J’ai déjà commenté ce texte fort connu en son entier ici : La promptitude et la joie. Mais ce qui me frappe cette fois-ci, c’est la réaction de Zachée.
Car ce petit malin s’entend dire du haut de son arbre : « Zachée, descend vite, aujourd’hui en effet dans ta maison il me faut demeurer ! », et il décide en conséquence de donner aux pauvres la moitié de ses biens, et de rendre par ailleurs à ceux à qui il a fait du tort quatre fois plus. C’est énorme ! Mais quel rapport et quelle proportion peut-il bien y avoir entre le mot initial et les décisions que prend Zachée ? Comment est-il conduit à un choix apparemment aussi extravagant ?

Partons de là, partons de ce que décide notre [Dzakkaïos], « le juste ». Zachée est un homme d’argent, un homme d’affaires, un homme qui a les pieds sur terre quand il s’agit de biens. C’est un publicain, et même un « archipublicain », quelqu’un qui a su se faire de vraies rentes sur le système des impôts. Pour lui, un sou est un sou. Le métier qu’il exerce suppose qu’il était déjà riche pour commencer (car il faut pouvoir acheter cette charge), et il a accru ses biens dans des proportions considérables, Rome exigeant toujours des peuples vaincus et soumis des contributions -en fait, des tributs- considérables. Si, comme le laisse deviner son titre (inconnu par ailleurs) d’archipublicain, il a su décliner son propre office en autant de petits offices moyennant un intéressement, il sait investir, et ses biens propres, ses « moyens de subsistance » [huparkhontoï] ne sont pas qu:en espèces sonnantes et trébuchantes.
Alors quand il affirme qu’il donne la moitié de ses biens aux pauvres, c’est à n’en pas douter un ensemble considérable ! Je remarque qu’en toute rigueur, il dit : « ma moitié des biens », et non la moitié de mes biens. Si cela veut dire en fait qu’il est personnellement propriétaire de la moitié des biens qu’il gère (l’autre moitié appartenant au trésor de l’empire, comme le manteau de Saint-Martin), cela veut même dire qu’il donne tout ce qu’il a ! Quoiqu’il en soit, ce n’est pas là la pointe, me semble-t-il : mais le fait qu’il donne. Il a pris, maintenant il donne. Il a appauvri, maintenant il enrichit. Le flux s’inverse.
Et quand il dit que, s’il a fait du tort à quelqu’un, s’il a porté de fausses accusations dont il a tiré bénéfice (soit qu’il ait ainsi contraint à payer, soit qu’il ait pu faire chanter), il va lui rendre quatre fois ce qu’il a pris, c’est la même inversion, c’est le même renversement. C’est même plus qu’un renversement, puisque le flux a pris en s’inversant une intensité bien supérieure !
Peut-être ceci est-il un indice de ce qui s’est joué pour lui dans le « descend, il faut » : un inversion, un renversement.

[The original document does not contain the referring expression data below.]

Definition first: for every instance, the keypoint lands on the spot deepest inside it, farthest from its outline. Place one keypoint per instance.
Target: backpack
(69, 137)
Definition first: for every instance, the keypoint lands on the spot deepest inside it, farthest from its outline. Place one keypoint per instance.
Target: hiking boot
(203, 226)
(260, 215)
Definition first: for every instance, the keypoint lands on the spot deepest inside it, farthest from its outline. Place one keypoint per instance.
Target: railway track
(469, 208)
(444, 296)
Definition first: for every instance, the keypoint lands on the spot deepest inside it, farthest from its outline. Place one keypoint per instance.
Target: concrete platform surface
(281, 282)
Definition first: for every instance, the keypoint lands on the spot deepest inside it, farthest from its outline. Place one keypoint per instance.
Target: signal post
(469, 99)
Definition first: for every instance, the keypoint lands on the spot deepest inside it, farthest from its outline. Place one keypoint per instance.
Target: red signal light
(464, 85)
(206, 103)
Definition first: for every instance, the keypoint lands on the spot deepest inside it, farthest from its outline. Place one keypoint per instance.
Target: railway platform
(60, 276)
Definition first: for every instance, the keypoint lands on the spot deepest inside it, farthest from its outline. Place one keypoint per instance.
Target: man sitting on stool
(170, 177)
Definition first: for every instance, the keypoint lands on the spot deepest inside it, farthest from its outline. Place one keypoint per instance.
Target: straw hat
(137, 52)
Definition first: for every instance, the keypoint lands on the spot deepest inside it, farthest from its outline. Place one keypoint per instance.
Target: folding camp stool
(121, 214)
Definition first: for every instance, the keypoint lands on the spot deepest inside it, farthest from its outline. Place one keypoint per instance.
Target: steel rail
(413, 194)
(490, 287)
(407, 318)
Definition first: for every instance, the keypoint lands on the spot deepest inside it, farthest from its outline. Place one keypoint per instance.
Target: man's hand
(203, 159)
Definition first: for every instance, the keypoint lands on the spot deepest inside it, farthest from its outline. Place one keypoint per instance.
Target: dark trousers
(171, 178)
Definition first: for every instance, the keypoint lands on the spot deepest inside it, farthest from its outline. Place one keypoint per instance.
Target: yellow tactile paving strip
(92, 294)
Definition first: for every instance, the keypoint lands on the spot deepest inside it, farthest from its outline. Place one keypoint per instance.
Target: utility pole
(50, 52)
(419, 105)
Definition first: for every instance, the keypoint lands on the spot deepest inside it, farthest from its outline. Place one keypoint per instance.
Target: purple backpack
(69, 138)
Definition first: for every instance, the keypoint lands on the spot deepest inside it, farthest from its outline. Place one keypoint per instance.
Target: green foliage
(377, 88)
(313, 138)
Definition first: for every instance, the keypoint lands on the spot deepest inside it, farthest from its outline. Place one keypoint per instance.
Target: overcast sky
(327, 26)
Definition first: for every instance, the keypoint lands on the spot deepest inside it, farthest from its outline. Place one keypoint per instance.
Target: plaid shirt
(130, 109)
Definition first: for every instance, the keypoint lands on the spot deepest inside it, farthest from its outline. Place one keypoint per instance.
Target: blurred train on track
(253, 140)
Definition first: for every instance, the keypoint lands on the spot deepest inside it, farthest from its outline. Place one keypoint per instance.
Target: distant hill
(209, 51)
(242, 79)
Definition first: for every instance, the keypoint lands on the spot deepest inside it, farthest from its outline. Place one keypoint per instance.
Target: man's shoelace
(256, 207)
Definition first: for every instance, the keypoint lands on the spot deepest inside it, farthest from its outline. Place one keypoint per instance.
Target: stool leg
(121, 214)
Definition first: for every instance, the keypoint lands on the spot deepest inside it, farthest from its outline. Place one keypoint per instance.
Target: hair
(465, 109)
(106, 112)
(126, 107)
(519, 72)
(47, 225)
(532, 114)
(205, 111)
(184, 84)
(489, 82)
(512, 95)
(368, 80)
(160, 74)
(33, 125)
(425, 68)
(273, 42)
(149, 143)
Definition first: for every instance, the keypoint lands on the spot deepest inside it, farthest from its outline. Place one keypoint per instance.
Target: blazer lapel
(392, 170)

Il était mal considéré (et pas sans raison) et soudain il a été considéré. Il était rejeté (et pas sans raison) et soudain il se découvrait désiré. Il n’était pas fréquentable (et pas sans raison) et soudain le maître voulait demeurer chez lui, y rester pour toujours, que la maison de Zachée devienne aussi sa maison.
Nous ne mesurons pas comment un mouvement qui vient du cœur peut changer les choses. Nous n’imaginons pas à quel point un élan sincère vers quelqu’un de déconsidéré (et peut-être pas sans raison) peut tout changer.